> Here are a few:
https://www.charismanews.com/world/50329-proof-of-resurrectionhttps://www.christianitytoday.com/ct/2019/june/miracles-resurrections-real-raisings-fake-news-keener-afric.htmlI'd like some confirmed cases please. Also, yeah, people "die" and then are brought back to life after 20 minutes or whatever. Some cases they go many hours having been dead. I remember one case of a girl who was frozen in snow, I think from an avalanche. They brought her back after like 8 hours or something. The extreme cold helped preserve her enough.
This isn't really the same as the resurrection of Jesus, right?This also reeks of bias. Christianity today. Okay. This seems like the same level we have for bigfoot sightings, or alien sightings. This is enough for you?
You don't have any widely accepted, mainstream scientific data we can point to? Its just this fringe stuff?
I googled Kreener. "Keener goes on to admit that he is not a medical expert and that detailed medical confirmation of the medical cure claims in his book are limited. He admits that he had no research assistants and no research funds. "
I duno man, this doesn't sound rock solid.
> There's plenty to go on about the evidence they had back then, just as with Alexander the Great, Augustus Caesar, Nero, and Galileo.
You'll notice we don't accept miracle claims about those people. That's a huge difference.
> We can't be so closed minded and presentist as to assume that only our culture knows what evidence and truth are, and that anything not provable now is verifiably false.
I didn't say its false. I'm saying we shouldn't believe it. There isn't enough justification to believe it. You are misrepresenting me here. It is not my position that we need to conclude every claim not provable now is false.
I haven't said that.
> Now please give me your rebuttal evidence.
> It's very noticeable that I asked for your evidence and you have yet to give any. It's actually fairly typical of my conversations on this forum. There is rarely any, if ever, evidence from the other side.
I think this is a misunderstanding on your part. The point isn't that there is a bunch of evidence against, the point is that there isn't enough evidence for the claim.
> We have more than the Gospel texts, as I've already mentioned.
Hmm? What more did you mention? Are you talking about actual evidence, like a thing we actually have? Extra text? Archaeological evidence? Because that's what I'm asking for.

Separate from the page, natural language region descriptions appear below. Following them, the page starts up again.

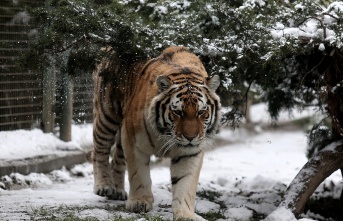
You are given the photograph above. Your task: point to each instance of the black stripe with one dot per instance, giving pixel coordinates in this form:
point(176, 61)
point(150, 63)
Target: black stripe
point(214, 109)
point(149, 137)
point(164, 108)
point(177, 159)
point(175, 180)
point(107, 128)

> But I'll admit I get tired of continuing to present evidence when no rebuttal evidence is EVER given in these conversations.
Again, I think this is a misunderstanding on your part. Think about bigfoot. We don't have evidence against it. Imagine if a bigfoot believer said "im sick and tired of all these people saying its not real, WHERES THE EVIDENCE OF THAT".
That's not how it works. That's not the issue. The problem is that there isn't enough reason to believe in bigfoot, not that we have a ton of evidence that bigfoot doesn't exist.
See what I'm saying?
> Of course I recall it. In other words, you have no evidence to support or substantiate your position.
It baffles me how you think this is the take away from what we've been saying here. The take away is that I don't need an alternate explanation. Agreed?
>OK, I get it. In a courtroom, the burden of proof lies on the prosecution.
You see ladies and gentlemen of the jury, this man is clearly guilty of the crime. We have 4 texts, we're not sure who wrote them, they were written decades after the event, they conflict each other and it seems they plagiarized each other. This is clearly enough to convict.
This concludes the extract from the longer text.